Kinetics is intimately linked to dynamics, but the factors responsible for slow binding and dissociation are still poorly understood. Chaohong Sun (AbbVie) examined an archive of 8000 data points and found that on-rates and off-rates each varied by more than five orders of magnitude. There was no correlation with ClogP of the ligands, though larger ligands were more likely to have slower kinetics. There were also significant target effects; on-rates were consistently slow for one target.
As we’ve previously discussed, off-rate screening (ORS) can be used to identify hits in crude reaction mixtures, and Menachem Gunzburg (Monash University) described how this technique is being used in hit-to-lead efforts. Lowering the temperature to 4 °C and adding 5% glycerol further slows dissociation, allowing weaker hits to be discovered.
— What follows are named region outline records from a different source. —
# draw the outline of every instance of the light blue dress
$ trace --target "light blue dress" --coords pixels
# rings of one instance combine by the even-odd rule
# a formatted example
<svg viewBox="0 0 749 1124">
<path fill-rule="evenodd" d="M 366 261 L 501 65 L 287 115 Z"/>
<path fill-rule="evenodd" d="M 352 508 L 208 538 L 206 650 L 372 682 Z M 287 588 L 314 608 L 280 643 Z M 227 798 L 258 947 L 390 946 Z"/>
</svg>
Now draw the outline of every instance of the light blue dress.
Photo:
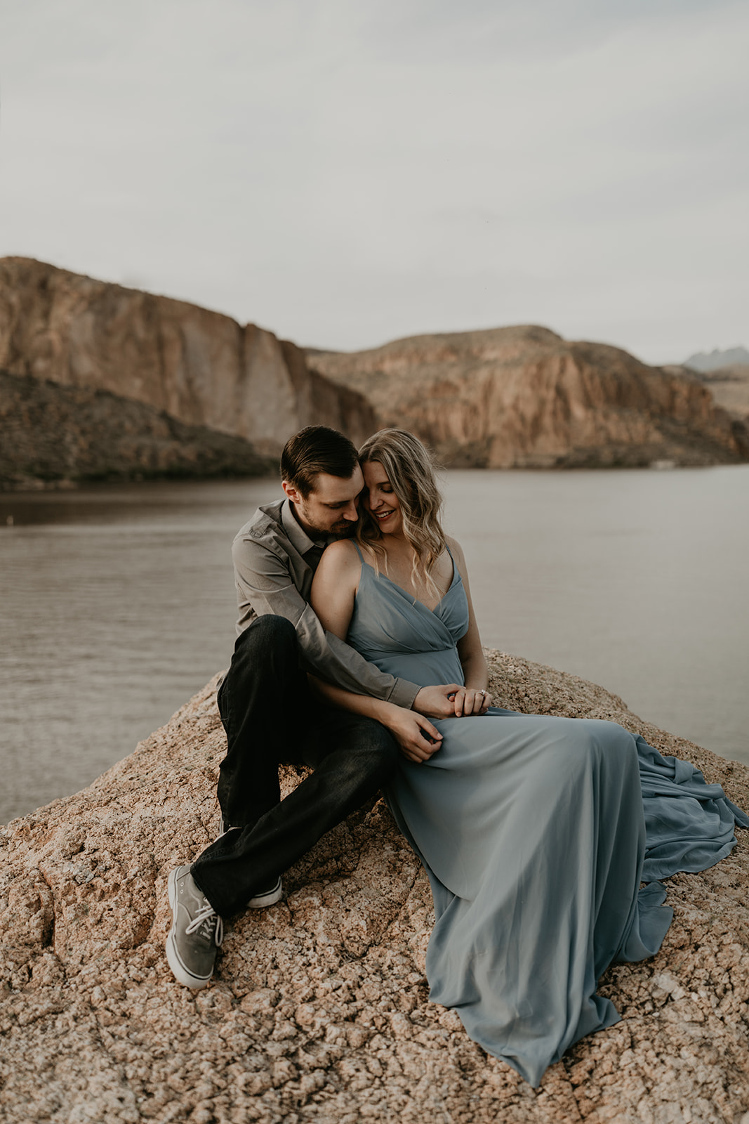
<svg viewBox="0 0 749 1124">
<path fill-rule="evenodd" d="M 463 682 L 467 626 L 457 568 L 432 611 L 363 562 L 347 638 L 383 671 Z M 673 910 L 655 880 L 711 867 L 749 819 L 615 723 L 492 708 L 435 725 L 440 749 L 424 764 L 401 759 L 386 794 L 435 899 L 430 999 L 537 1086 L 619 1021 L 596 982 L 660 948 Z"/>
</svg>

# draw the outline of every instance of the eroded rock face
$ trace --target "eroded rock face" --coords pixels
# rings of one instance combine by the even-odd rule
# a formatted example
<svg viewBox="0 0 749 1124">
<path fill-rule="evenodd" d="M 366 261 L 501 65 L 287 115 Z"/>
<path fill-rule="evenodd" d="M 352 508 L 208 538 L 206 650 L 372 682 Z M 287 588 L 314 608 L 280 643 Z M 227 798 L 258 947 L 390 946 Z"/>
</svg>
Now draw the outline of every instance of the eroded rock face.
<svg viewBox="0 0 749 1124">
<path fill-rule="evenodd" d="M 76 480 L 254 477 L 277 461 L 108 390 L 0 371 L 0 488 Z"/>
<path fill-rule="evenodd" d="M 600 687 L 496 652 L 513 709 L 612 718 L 749 805 L 749 770 Z M 218 677 L 84 791 L 0 832 L 0 1115 L 29 1121 L 739 1124 L 749 1105 L 745 833 L 670 879 L 659 954 L 602 988 L 622 1022 L 531 1089 L 429 1004 L 426 876 L 382 803 L 326 836 L 277 906 L 228 926 L 211 985 L 167 968 L 166 878 L 218 826 Z M 293 770 L 284 788 L 296 782 Z"/>
<path fill-rule="evenodd" d="M 413 336 L 373 351 L 310 353 L 362 391 L 380 426 L 417 433 L 453 466 L 715 464 L 749 442 L 695 377 L 540 327 Z"/>
<path fill-rule="evenodd" d="M 0 368 L 109 390 L 261 452 L 304 425 L 357 443 L 373 429 L 357 392 L 310 372 L 272 332 L 27 257 L 0 259 Z"/>
</svg>

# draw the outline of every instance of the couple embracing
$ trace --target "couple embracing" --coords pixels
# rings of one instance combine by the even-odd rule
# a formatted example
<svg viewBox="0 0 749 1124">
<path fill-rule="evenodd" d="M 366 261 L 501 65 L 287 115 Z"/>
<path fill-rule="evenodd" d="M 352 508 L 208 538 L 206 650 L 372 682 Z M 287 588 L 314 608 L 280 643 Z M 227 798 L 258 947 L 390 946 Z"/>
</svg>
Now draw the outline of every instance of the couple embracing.
<svg viewBox="0 0 749 1124">
<path fill-rule="evenodd" d="M 431 885 L 430 998 L 538 1085 L 619 1019 L 597 980 L 659 949 L 657 879 L 718 862 L 749 821 L 614 723 L 491 706 L 463 552 L 412 434 L 357 453 L 310 426 L 281 477 L 285 499 L 234 543 L 221 834 L 170 874 L 170 967 L 204 987 L 222 918 L 275 904 L 283 872 L 382 788 Z M 313 769 L 283 800 L 282 762 Z"/>
</svg>

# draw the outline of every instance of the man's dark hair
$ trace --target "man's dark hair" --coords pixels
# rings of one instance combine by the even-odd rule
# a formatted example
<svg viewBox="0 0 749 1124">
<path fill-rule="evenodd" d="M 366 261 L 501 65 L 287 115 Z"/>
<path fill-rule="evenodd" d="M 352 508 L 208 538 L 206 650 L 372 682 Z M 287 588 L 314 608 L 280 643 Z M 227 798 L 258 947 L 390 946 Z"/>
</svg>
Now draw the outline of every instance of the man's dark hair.
<svg viewBox="0 0 749 1124">
<path fill-rule="evenodd" d="M 348 480 L 359 455 L 355 445 L 327 425 L 308 425 L 290 437 L 281 454 L 281 479 L 307 499 L 320 472 Z"/>
</svg>

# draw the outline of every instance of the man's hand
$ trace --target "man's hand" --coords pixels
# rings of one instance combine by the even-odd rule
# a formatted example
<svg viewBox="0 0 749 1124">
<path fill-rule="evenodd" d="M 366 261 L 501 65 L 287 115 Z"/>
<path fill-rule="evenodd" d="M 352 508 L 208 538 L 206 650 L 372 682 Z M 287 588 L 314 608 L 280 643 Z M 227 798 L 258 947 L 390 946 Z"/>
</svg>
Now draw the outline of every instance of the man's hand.
<svg viewBox="0 0 749 1124">
<path fill-rule="evenodd" d="M 390 708 L 386 719 L 382 719 L 401 747 L 401 753 L 414 764 L 429 761 L 442 744 L 442 735 L 428 718 L 403 707 Z"/>
<path fill-rule="evenodd" d="M 422 687 L 411 704 L 411 709 L 428 718 L 454 718 L 455 692 L 464 690 L 465 687 L 460 687 L 460 683 L 437 683 L 435 687 Z"/>
</svg>

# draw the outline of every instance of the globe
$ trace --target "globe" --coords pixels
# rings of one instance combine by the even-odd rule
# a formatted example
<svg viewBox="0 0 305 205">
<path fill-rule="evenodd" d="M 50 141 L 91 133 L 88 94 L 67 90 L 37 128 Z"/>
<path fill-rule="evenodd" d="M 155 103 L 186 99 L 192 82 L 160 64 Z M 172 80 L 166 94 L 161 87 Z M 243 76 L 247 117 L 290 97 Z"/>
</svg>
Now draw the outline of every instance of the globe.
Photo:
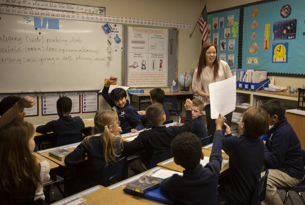
<svg viewBox="0 0 305 205">
<path fill-rule="evenodd" d="M 192 82 L 193 78 L 192 75 L 188 73 L 183 73 L 178 76 L 178 83 L 182 87 L 188 87 L 192 85 Z"/>
</svg>

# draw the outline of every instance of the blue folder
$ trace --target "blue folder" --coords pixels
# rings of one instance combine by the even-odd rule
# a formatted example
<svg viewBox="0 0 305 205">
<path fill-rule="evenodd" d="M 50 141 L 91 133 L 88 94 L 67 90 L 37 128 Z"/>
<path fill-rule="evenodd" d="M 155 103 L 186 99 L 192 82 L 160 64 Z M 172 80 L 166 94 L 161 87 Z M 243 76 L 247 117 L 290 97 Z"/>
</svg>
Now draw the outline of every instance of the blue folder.
<svg viewBox="0 0 305 205">
<path fill-rule="evenodd" d="M 160 189 L 160 187 L 150 190 L 143 194 L 127 189 L 124 189 L 123 190 L 126 193 L 131 195 L 153 199 L 169 204 L 175 204 L 170 197 L 165 195 L 162 192 Z"/>
</svg>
At the extreme, irreversible inhibitors have an off-rate of 0, and Gregory Craven (Imperial College London) described quantitative irreversible tethering of electrophilic fragments to cysteine residues in proteins using a fluorimetric plate-based assay. As we’ve noted, one challenge with irreversible tethering is deconvoluting intrinsic reactivity from proximity-directed reactivity, which Gregory addresses using a reference thiol such as glutathione.
There is much more to say but in the interest of time I’ll stop here. If you missed the conference you have two chances next year: June 4-7 when it returns to Strasbourg, and November 20-22 when it will be held in Kyoto. And there are still excellent events coming up this year – hope to see you at one!